What does /sci/ think about fusion power plants?
Will this technology solve all energy problems in the near future?
It really fascinates me since I'm about to finish my engineering degree and they offer jobs at Max-Planck-Institut for Plasma Physics.
>>7956799
Fusion solves nothing. Perhaps you need to stop being so delusional.
What do you mean? Because they'll never have success in their research? Sorry I'm not a scientist, I just started to learn more about fution power.
All the time "you can't get more out than you put in" is hammered into our heads but yet when it comes to fusion we're expected to throw that logic out the window.
It's a meme. Not viable
>>7956838
>you can't get more out than you put in
wtf are you talking about?
How do you think fuel works?
>>7956853
The efficiency factor of fuel used e.g. in a Otto engine is actually pretty low.
>>7956891
patently false. combustion efficiency in modern engines is really fucking good. its thermal efficiency that you are talking about, and thats only because of material limitations.
>>7956910
Sorry, my mistake. Combustion efficiency is way better, of course.
So but fusion power on the sun is not a meme, why wouldn't it be possible simulating this process on earth?
if the sun is a giant fusion reactor the why can't we just connect some wires to the sun
>>7957004
it's called lightning
>>7956985
thats a matter of scale. the sun has the advantage of a really powerful gravity well to contain everything.
>>7956985
Takes a shitload of pressure and heat, so much so that we have trouble finding materials to withstand said pressure and temperature
>>7957020
ASDEX Upgrade.
>>7956985
>>7956799
Net-energy fusion was achieved rather easily back in the 50s. Ever since then, the struggle was been to scale it down to a more familiar and manageable rate.

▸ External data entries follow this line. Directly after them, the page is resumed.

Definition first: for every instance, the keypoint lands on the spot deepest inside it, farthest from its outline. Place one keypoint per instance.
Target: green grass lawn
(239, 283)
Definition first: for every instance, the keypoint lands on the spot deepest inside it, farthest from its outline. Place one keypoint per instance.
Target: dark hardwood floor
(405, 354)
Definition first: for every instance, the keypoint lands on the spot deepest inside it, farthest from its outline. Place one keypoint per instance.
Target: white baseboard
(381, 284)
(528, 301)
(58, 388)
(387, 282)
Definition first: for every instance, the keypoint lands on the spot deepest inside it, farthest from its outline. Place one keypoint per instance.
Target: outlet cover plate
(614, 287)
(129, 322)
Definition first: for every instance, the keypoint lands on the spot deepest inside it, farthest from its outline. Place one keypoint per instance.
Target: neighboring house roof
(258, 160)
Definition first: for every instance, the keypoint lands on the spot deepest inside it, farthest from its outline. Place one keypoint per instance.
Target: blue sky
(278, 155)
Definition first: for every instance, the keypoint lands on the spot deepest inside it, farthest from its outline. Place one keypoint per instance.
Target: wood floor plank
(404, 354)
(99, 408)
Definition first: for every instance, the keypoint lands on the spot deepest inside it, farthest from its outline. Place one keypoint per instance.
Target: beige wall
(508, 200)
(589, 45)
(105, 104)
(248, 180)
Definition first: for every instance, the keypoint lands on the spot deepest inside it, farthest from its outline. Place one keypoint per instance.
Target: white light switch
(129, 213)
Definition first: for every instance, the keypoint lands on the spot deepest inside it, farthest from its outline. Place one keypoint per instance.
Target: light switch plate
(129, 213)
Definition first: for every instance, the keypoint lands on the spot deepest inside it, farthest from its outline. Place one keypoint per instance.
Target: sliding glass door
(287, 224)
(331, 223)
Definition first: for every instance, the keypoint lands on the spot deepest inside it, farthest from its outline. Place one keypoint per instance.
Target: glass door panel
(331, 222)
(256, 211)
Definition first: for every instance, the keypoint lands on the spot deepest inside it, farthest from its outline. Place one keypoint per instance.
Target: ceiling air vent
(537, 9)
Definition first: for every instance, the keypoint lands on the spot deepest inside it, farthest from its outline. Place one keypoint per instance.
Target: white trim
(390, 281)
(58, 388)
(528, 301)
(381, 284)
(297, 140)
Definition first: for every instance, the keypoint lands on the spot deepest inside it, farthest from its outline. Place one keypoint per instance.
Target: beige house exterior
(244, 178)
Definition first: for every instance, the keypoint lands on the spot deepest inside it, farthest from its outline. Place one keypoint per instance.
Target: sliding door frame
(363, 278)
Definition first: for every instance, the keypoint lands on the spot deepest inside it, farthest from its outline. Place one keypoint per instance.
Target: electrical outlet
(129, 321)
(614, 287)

The trouble is, there's no real reason to expect that it's possible to scale it down so far.
Just as fission reactors need a critical mass of fuel, or something very close to it to be practical, fusion reactors need to be working with a sufficient mass of fuel that the fusion output keeps ahead of the heat losses of a very high temperature plasma.
The smaller you go, the harder it is. Turbulence thwarts attempts at the perfect confinement supposed in ideal models, and more and more resources are thrown at achieving the ideal symmetry of mathematical fantasies.
Bunch of supposed scientists fighting nature in absolute confidence of defeating it.